Heurts devant le siège de l’UGTT entre syndicalistes et islamistes tunisiens

L'UGTT a négocié avec le gouvernement la fin de la contestation à Siliana. © AFP

Des heurts ont éclaté, mardi 4 décembre, devant le siège de l’Union générale tunisienne du travail (UGTT - principal syndicat tunisien) à Tunis, en marge de la commémoration du 60e anniversaire de l’assassinat du leader syndicaliste Farhat Hached. Militants syndicalistes et membre de la Ligue de protection de la révolution, une organisation proche des islamistes d’Ennahdha, s'accusent d'en être à l'origine.

Des heurts ont éclaté, mardi 4 décembre, devant le siège de l’Union générale des travailleurs tunisiens (UGTT-principal syndicat tunisien) à Tunis, en marge de la commémoration du 60e anniversaire de l’assassinat du leader syndicaliste Farhat Hached. La centrale historique venait de négocier avec le gouvernement la fin de la contestation à Siliana.

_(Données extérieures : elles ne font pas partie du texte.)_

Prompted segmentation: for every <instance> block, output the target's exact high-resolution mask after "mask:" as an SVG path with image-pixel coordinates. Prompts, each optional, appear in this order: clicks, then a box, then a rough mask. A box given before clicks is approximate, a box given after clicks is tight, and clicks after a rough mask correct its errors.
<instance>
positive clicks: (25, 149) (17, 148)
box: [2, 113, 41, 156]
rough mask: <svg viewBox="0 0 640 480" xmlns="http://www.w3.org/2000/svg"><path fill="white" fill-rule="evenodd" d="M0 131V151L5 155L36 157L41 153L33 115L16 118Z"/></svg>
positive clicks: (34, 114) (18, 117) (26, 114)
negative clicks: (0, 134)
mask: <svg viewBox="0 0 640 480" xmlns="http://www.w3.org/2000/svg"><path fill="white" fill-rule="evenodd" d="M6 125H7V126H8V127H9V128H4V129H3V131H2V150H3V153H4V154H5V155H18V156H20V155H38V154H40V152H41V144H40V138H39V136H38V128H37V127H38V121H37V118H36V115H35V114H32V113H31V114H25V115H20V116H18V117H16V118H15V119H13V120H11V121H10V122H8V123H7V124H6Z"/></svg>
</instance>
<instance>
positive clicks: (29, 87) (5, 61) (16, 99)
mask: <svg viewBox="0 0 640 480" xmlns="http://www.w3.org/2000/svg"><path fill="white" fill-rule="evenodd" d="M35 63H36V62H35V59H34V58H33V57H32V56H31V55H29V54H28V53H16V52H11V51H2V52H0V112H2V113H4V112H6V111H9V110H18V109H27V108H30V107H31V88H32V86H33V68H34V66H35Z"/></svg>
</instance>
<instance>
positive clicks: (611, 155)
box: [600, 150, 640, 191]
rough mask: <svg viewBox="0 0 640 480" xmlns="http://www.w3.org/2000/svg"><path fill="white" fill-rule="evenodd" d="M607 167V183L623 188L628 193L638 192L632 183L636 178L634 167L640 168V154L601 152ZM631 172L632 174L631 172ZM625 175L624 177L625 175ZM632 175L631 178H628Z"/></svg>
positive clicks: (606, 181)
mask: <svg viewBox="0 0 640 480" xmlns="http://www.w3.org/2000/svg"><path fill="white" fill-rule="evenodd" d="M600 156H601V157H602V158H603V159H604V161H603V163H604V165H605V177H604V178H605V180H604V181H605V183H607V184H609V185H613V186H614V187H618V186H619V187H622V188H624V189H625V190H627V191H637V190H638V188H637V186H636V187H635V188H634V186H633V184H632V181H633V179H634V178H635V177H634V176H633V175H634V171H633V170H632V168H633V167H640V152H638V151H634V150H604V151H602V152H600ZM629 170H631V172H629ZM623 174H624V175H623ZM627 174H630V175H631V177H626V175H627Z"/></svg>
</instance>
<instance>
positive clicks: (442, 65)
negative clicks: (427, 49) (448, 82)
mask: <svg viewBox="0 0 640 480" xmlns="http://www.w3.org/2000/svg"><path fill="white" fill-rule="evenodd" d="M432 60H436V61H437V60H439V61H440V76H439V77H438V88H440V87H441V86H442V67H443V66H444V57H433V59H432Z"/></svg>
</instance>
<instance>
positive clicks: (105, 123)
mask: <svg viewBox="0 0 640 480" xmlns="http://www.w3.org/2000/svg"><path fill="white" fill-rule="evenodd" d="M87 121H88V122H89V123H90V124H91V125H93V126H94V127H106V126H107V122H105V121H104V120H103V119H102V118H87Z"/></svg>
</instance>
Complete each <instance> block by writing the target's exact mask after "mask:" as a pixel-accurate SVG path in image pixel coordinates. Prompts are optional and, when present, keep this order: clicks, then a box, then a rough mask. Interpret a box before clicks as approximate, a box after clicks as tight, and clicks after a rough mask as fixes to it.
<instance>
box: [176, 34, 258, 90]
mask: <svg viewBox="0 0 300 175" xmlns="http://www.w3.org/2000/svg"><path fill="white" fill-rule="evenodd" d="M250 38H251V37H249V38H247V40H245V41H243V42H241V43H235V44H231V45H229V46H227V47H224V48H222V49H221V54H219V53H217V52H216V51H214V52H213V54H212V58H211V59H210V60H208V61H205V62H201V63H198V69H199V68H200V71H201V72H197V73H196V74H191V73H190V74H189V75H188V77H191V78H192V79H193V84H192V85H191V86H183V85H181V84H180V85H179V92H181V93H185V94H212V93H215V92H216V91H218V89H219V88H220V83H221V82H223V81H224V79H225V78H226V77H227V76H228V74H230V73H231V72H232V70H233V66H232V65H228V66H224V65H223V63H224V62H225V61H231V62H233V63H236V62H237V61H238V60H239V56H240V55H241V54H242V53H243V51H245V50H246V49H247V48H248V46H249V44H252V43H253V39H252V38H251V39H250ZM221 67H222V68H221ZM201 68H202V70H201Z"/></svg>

Les membres de l’UGTT affirment avoir été pris à partie par des militants de la Ligue de protection de la révolution, une organisation proche des islamistes d’Ennahdha, qu’ils accusent d’avoir attaqué le siège du syndicat. « Nous étions à la Kasbah pour signer deux conventions avec le gouvernement en rapport avec le secteur public et privé (des augmentation de salaires, NDLR) et dès que nous sommes arrivés au siège de l’UGTT, nous avons été surpris par des membres du comité de protection de la révolution qui appartiennent, dans leur majorité, à un parti politique connu et qui criaient "dégage" et appelaient à l’assainissement de l’UGTT », a déclaré sur Mosaïque Fm, Hfaiedh Hfaiedh, secrétaire général adjoint chargé de la fonction publique au sein de l’organisation, qui assure avoir été blessé pendant les heurts. Selon l’UGTT, au total, dix de leurs membres ont été blessés.

"Double discours"

« Nous constatons qu’il y a réellement un double discours entre ce que nous avons vécu au siège du gouvernement et ce qu’on a vu devant le siège de l’UGTT. Nous considérons ces actes comme violents et semant le chaos et ceux qui sont derrière doivent assumer leur responsabilité […] Nous considérons cela comme un véritable crime contre tous les syndicalistes », a conclu Hfaiedh Hfaiedh.

De son côté, s’exprimant également sur Mosaïque Fm, Néjib Gharbi, chargé de l’information du mouvement Ennahdha, affirme que des membres de l’UGTT sont à l’origine des heurts. Selon lui, des accrochages ont éclaté entre ces derniers et des personnes venus rendre hommage à Farhat Hached. C’est à ce moment que des partisans du parti au pouvoir se seraient « interposés pour calmer la situation et ont été attaqués » par des membres de l’UGTT.

D’origine encore floue, ces heurts risquent de laisser des traces : « La porte des affrontements est à présent ouverte, et c’est eux qui l’ont voulu ! Personne n’est capable de tuer Farhat Hached une seconde fois et personne n’est capable d’arrêter l’UGTT ! » a déclaré Houcine Abassi, secrétaire général de l’UGTT.